About Seritage Growth Properties
Seritage Growth Properties is a publicly traded, self-administered, self-managed REIT primarily engaged in the real property business through its investment in its operating partnership, Seritage Growth Properties, L.P. Upon consummation of the transaction with Sears Holdings, our portfolio will contain 235 properties, consisting of approximately 42 million square feet of building space, which is broadly diversified by location across 49 states and Puerto Rico. The portfolio consists of 84 properties operated under the Kmart brand, 140 operated under the Sears brand, and eleven properties leased entirely to third parties. Under a master lease agreement, Seritage will lease back all but 11 of such properties to Sears Holdings under specified terms, including Seritage's right to recapture certain space from Sears Holdings at each property. Third parties under existing leases also occupy a portion of the overall leasable space alongside Sears and Kmart. In addition, Seritage has 50% interests in 12 additional properties through our investment in a joint venture with General Growth Properties, 10 additional properties through our investment in a joint venture with Simon Property Group, and 9 additional properties through our investment in a joint venture with Macerich.

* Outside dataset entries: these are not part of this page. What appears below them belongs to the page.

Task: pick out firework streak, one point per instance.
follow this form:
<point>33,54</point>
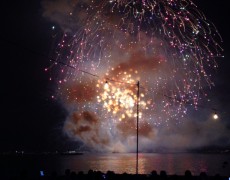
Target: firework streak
<point>167,45</point>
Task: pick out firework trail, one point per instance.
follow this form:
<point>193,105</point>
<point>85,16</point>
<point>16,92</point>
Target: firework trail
<point>167,45</point>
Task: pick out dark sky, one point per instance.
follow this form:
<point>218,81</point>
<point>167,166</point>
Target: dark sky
<point>30,120</point>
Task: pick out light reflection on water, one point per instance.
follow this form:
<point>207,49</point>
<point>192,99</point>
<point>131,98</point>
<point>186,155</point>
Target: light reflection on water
<point>119,163</point>
<point>171,163</point>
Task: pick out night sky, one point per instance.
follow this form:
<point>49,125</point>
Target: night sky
<point>30,119</point>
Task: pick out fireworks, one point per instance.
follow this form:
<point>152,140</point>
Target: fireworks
<point>167,45</point>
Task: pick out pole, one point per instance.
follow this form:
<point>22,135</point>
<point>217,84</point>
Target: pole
<point>138,94</point>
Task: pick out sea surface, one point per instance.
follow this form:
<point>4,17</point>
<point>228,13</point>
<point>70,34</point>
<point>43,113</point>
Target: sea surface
<point>212,164</point>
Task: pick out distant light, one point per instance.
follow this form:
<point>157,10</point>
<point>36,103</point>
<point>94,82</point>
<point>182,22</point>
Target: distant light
<point>106,86</point>
<point>215,116</point>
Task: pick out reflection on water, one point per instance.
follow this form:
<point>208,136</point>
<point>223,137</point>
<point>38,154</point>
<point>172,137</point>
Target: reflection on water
<point>171,163</point>
<point>119,163</point>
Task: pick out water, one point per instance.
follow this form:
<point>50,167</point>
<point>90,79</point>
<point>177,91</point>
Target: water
<point>119,163</point>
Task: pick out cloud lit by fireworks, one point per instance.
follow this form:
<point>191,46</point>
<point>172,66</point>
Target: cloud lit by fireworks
<point>167,45</point>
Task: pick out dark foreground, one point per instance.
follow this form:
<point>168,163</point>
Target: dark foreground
<point>110,175</point>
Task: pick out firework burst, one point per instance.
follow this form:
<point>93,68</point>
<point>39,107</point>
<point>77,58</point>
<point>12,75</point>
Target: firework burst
<point>167,45</point>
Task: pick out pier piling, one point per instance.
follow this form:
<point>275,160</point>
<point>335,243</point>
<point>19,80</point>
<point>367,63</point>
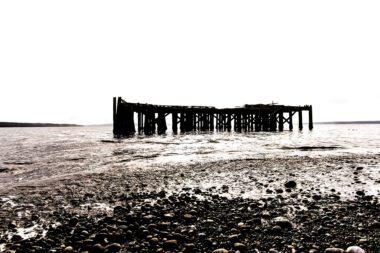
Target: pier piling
<point>151,119</point>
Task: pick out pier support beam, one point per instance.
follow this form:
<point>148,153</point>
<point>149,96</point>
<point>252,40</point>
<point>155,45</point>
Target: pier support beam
<point>174,122</point>
<point>257,122</point>
<point>281,121</point>
<point>273,122</point>
<point>291,121</point>
<point>115,123</point>
<point>149,123</point>
<point>311,118</point>
<point>300,123</point>
<point>161,123</point>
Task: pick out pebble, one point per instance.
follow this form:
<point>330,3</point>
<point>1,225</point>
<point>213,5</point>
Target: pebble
<point>113,248</point>
<point>283,222</point>
<point>354,249</point>
<point>240,246</point>
<point>170,244</point>
<point>334,250</point>
<point>220,251</point>
<point>68,249</point>
<point>291,184</point>
<point>97,248</point>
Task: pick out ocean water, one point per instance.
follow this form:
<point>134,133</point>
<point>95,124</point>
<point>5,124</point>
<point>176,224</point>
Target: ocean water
<point>28,154</point>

For more information, please visit www.seritage.com
Forward-Looking Statements
This document contains forward-looking statements, which are based on the current beliefs and expectations of our management and are subject to significant risks, assumptions and uncertainties that may cause our actual results, performance or achievements to be materially different from any future results, performance or achievements expressed or implied by these forward-looking statements. Factors that could cause or contribute to such differences include, but are not limited to: competition in the real estate and retail industries; our substantial dependence on Sears Holdings Corporation; Sears Holdings Corporation’s termination and other rights under its master lease with us; risks relating to our recapture and acquisition of properties and redevelopment activities; the terms of our indebtedness; restrictions with which we are required to comply in order to maintain REIT status and other legal requirements to which we are subject; and our lack of operating history. For additional discussion of these and other applicable risks, assumptions and uncertainties, see the “Risk Factors” and forward-looking statement disclosure contained in filings with the Securities and Exchange Commission. While we believe that our forecasts and assumptions are reasonable, we caution that actual results may differ materially. We intend the forward-looking statements to speak only as of the time made and do not undertake to update or revise them as more information becomes available, except as required by law.